ADDISON COUNTY — For the first time since 1985, Addison County’s official federal flood maps are being updated. This comes toward the end of statewide FEMA flood map reevaluations. 

Unfortunately for those looking for relief from the recent highwater events, the new maps aren’t expected to be completed until 2027.

The updates will not only reflect geographical changes since the 1980s, but also technological strides in the field of geography.
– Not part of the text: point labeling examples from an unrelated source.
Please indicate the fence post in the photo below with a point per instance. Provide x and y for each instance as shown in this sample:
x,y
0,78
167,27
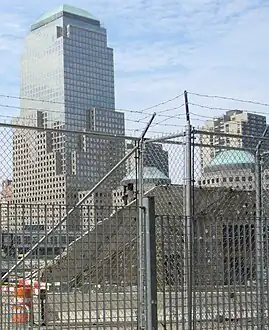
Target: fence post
x,y
188,219
141,310
259,241
150,263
Currently, the maps exist as PDFs online, but the next iteration will be digital and interactive.

Flood maps show how likely it is for an area to flood, which is important in land use planning and in flood insurance programs, according to Middlebury College Assistant Professor of Geography Joseph Holler. 

“For land use planning, the flood risk map is often used to restrict development in high-risk areas,” he said. 

They’re a tool meant for mitigation, rather than relief, according to Andrew L’Roe, Addison County Regional Planning Commission Emergency Management Planner. 

“It’s more on the front end,” L’Roe said. “If there’s a big flood or something, it’s not like they go in and say, Oh, you were in or you’re out. Like, it’s, it’s not an after-the-fact thing. It’s definitely a planning device, and it’s supposed to help us make better decisions,” he said.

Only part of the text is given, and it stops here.